Car washes came in third, with buyers paying 1.72 times revenue. This makes sense—car washes are cash-heavy, low-labor businesses with predictable demand. The U.S. has over 60,000 of them, with about $19.8 billion in annual revenue and 20%-plus profit margins, according to IBISWorld.
The rest of the list follows a similar pattern: businesses with steady demand, simple operations, or recession-proof services. Whether it’s a funeral home, laundromat, an assisted living facility, or an insurance agency, buyers are willing to pay up for reliability.
On the other end of the spectrum are businesses that sold for much lower price-to-sales multiples. These tend to have higher overhead, lower margins, or face intense competition, making buyers less willing to pay a premium for every dollar of revenue.
Car dealerships ranked at the bottom, selling for just 0.23 times revenue. Dealers move a lot of money, but profit margins are razor thin – typically around 4% on new cars, National Automobile Dealers Association data shows. Rising inventory costs and fluctuating demand also make them less attractive to buyers.

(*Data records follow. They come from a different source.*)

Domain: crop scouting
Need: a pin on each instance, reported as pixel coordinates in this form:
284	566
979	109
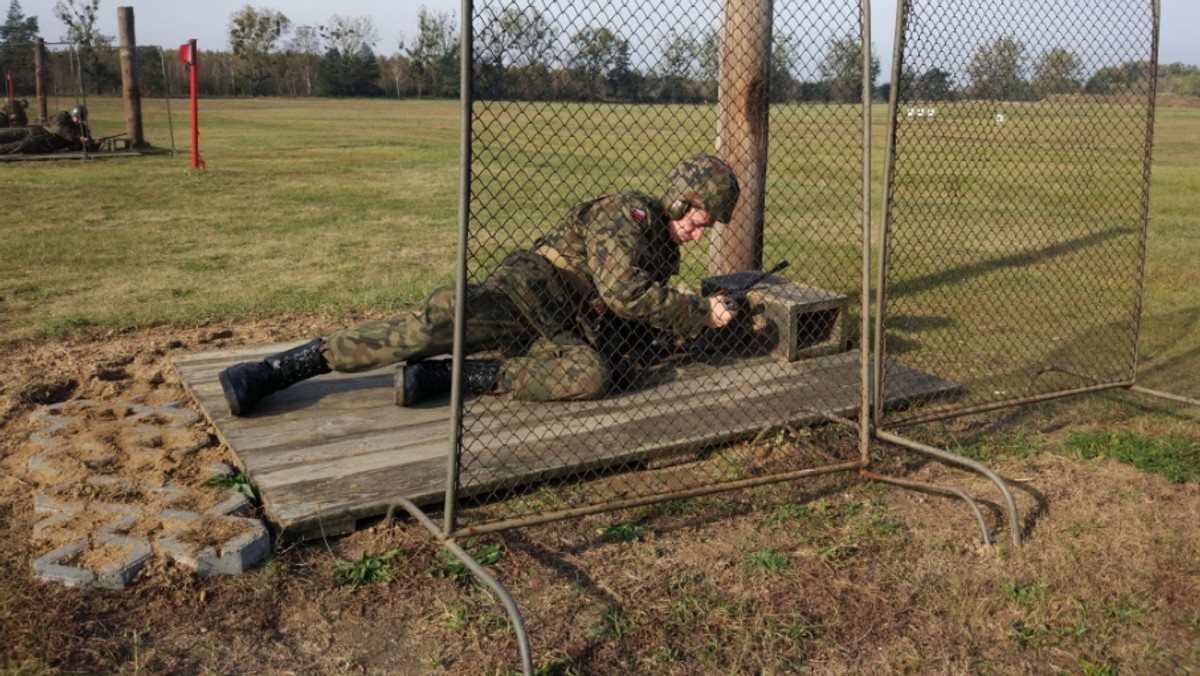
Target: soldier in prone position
552	310
66	130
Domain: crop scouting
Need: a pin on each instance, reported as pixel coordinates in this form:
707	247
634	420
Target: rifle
735	295
659	346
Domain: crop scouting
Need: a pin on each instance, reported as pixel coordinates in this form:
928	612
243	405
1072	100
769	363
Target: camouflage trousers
544	359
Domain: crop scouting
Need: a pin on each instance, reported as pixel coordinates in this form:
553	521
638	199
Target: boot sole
231	394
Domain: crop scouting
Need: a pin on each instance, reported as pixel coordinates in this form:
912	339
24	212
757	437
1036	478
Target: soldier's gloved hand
719	313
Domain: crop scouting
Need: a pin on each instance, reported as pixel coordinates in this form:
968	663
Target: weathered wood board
335	449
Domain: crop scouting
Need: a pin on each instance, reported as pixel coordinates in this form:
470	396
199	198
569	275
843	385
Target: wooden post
40	81
130	85
742	126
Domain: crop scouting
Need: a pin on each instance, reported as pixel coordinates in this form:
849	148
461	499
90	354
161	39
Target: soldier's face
690	227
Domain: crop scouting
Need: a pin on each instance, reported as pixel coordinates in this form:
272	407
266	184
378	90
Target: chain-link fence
1017	196
577	101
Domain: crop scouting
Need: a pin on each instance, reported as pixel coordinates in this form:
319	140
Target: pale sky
169	23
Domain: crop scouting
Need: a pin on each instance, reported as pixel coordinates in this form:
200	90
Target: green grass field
319	204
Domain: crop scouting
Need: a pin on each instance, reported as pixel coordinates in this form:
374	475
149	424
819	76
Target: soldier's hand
719	313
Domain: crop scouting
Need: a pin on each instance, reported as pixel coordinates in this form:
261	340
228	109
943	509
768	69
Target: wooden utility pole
742	126
130	87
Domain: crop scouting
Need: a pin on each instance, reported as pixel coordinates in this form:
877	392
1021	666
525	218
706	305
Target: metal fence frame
873	422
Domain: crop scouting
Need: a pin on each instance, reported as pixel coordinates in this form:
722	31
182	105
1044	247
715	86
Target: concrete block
232	557
118	574
48	567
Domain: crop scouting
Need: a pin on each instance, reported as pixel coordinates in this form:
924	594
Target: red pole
189	55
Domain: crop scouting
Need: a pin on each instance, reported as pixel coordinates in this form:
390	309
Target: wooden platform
335	449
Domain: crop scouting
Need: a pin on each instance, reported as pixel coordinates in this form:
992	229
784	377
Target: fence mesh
575	101
1017	197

Grocery stores and restaurants also landed near the bottom, both businesses are known for low margins and high competition. Grocery stores often operate on margins of 1–3%, dipping to 1.6% in 2023, the lowest level since 2019. Restaurants face even tougher conditions, with about 60% failing within the first three years, according to some studies, though research out of the University of California, Berkeley in 2014 argued the failure rate was much lower (just 17%).
Nail salons, massage businesses, and bakeries made the list as well, all of which require steady foot traffic and long hours to turn a profit. Juice bars, a once-booming trend, have also cooled, with IBISWorld blaming consumers’ changing preference for low sugar drinks as one culprit.

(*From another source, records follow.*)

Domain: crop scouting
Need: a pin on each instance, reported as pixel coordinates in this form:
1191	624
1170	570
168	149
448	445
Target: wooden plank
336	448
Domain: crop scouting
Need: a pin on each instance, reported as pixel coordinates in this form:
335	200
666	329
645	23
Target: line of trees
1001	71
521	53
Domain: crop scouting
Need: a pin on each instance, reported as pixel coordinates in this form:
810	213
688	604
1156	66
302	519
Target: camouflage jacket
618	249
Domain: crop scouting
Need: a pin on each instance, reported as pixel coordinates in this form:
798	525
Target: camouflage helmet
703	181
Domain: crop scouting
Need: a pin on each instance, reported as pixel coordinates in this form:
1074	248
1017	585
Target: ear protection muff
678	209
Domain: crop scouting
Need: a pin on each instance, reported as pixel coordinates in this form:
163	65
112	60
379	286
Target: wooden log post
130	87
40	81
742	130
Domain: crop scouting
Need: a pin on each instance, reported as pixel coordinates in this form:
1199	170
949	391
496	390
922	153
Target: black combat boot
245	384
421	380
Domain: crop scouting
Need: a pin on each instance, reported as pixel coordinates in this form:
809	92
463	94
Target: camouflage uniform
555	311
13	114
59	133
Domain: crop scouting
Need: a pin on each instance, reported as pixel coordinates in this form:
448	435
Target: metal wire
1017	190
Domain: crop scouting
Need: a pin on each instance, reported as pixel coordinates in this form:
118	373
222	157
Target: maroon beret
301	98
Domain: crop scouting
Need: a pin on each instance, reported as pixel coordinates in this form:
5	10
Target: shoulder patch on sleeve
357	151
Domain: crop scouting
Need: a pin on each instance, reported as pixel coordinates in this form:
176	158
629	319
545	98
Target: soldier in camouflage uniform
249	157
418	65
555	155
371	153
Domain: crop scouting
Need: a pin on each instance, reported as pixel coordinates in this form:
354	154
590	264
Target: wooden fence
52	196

Looking ahead, Riley expects construction and manufacturing businesses to stay in demand, at least in Arizona, where she’s based. Apolinario, meanwhile, has seen strong interest in another type of sitter—not for kids, but for dogs. “I cannot tell you how many people have strong interest in buying doggy daycare centers,” he says. According to BizBuySell, dog daycare and boarding establishments were among the top 20 highest multiple deals in 2024 averaging 1.18 times sales with a median price of $360,000.
As for where values might not hold up, Riley has one, broad warning: if a national E-Verify program becomes part of President Trump’s immigration reforms, it could negatively impact industries that rely heavily on undocumented labor. “That would hit a lot of HVAC, construction, and landscape businesses and may drive the values down,” she says.